Open Source vs. Commercial

ZWEI ANSÄTZE IN DER WELT DER KI-MODELLE

Der schnelle Anstieg im Einsatz von Künstlicher Intelligenz (KI) wirft für Unternehmen entscheidende Fragen auf: Wie wählt man aus dem breiten Angebot an Anbietern und Produkten das richtige KI-Tool aus, und ist es besser, sich für kommerzielle KI-Dienste zu entscheiden oder könnten Open Source-Lösungen vorteilhafter sein? Wir haben diese Fragen untersucht und präsentieren nun die Antworten.

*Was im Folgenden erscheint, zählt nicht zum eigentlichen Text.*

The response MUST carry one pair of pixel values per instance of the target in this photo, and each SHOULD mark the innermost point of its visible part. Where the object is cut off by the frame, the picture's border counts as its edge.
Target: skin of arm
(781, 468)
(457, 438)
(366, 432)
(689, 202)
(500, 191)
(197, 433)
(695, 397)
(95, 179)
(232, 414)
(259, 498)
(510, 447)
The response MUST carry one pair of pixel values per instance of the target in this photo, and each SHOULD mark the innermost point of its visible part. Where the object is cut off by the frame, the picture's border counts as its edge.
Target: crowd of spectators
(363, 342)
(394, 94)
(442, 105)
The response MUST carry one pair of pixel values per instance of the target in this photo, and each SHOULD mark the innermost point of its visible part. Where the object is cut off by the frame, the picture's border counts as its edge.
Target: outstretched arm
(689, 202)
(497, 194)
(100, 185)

Immer mehr Unternehmen entdecken in der KI eine Möglichkeit ihre Produktivität zu steigern sowie ihre Geschäftsdaten effektiver zu analysieren und zu monetarisieren. Während KI-basierte Tools mittlerweile für nahezu alle Unternehmens- und Aufgabenbereiche verfügbar sind, erlebt derzeit gerade das Marketing eine Revolution. Allerdings ist der Einsatz von KI in diesem Bereich nicht neu.

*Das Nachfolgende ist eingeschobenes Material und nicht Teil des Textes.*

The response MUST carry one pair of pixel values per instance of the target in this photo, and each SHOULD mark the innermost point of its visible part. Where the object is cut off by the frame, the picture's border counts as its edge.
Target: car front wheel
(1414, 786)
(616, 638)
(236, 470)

Bisher wurde KI beispielsweise im Rahmen der Produktkommunikation eingesetzt, um die Verwaltung, Organisation und Bereitstellung des immer größeren Aufkommens an digitalen Inhalten zu unterstützen und auch wiederkehrende Aufgaben wie die Verschlagwortung und die Bearbeitung von Bildmaterialien zu automatisieren und zu beschleunigen. Heute können die Marketingmitarbeiter im Product Content Management zusätzlich von einer neuen Generation an Softwarelösungen profitieren, die auf Generativer KI basiert. Es handelt sich dabei um eine Form von KI, die in der Lage ist, basierend auf vorhandenen Daten und Vorgaben neue Inhalte zu generieren. Insbesondere für solche Unternehmen und Mitarbeiter, die tausende Produkt- und Markeninhalte für die unterschiedlichsten Kanäle erstellen müssen, stellen Textgeneratoren wie GPT-4 oder auch Bildgeneratoren wie DALL-E echte Game Changer dar und entlasten den Arbeitsalltag ungemein.

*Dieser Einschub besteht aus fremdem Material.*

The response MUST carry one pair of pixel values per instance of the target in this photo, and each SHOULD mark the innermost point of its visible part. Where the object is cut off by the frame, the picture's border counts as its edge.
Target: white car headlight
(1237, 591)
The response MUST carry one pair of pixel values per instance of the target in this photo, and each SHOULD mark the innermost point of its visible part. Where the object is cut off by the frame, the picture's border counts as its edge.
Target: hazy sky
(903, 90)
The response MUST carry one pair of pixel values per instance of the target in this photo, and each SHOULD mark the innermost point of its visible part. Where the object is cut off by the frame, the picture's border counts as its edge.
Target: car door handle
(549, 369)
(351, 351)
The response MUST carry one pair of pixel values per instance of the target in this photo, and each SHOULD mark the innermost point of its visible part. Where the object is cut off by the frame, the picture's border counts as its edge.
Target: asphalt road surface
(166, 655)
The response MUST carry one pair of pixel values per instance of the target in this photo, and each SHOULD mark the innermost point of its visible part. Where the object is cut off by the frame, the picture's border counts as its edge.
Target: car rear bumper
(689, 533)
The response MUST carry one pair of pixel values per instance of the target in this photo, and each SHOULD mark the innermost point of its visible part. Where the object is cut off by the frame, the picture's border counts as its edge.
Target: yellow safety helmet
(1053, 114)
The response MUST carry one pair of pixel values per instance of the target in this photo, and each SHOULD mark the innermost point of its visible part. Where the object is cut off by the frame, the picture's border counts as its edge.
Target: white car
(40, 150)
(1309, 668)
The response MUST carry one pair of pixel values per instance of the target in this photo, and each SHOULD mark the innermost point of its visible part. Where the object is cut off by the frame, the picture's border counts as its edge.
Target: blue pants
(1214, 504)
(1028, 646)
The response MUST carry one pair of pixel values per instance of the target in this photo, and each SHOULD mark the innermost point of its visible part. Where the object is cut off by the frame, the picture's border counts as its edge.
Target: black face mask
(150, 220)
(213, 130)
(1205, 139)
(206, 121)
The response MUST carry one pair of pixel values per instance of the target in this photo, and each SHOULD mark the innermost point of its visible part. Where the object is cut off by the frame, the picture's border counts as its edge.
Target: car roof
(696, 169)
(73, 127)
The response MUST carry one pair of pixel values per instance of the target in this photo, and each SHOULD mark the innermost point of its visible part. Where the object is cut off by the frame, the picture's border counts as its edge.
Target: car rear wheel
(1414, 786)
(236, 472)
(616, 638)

Vor dem Hintergrund dieser neuen Möglichkeiten im Feld der KI stehen Unternehmen jedoch auch vor neuen kritischen Fragen und Herausforderungen: Wie findet man unter all den Anbietern und Produkten auf dem Softwaremarkt das richtige KI-Tool? Und sollte man ohne Wenn und Aber auf die kommerziellen KI-Dienste setzen oder ist eine Open Source-Lösung möglicherweise besser geeignet? Beide Optionen haben ihre Vorzüge. Nachfolgend werden wir diese gegenüberstellen und die Frage beantworten, wie Unternehmen, für die KI ganz oben auf der Agenda steht, einen ausgewogenen Ansatz bei der Auswahl ihrer KI-Tools verfolgen können.

Open Source KI-Modelle

Der Entwicklungsansatz von Open Source KI-Modellen ist offen, dezentral und kollaborativ. Typischerweise werden die Modelle im Rahmen einer Community erstellt und gemeinsam gepflegt und weiterentwickelt.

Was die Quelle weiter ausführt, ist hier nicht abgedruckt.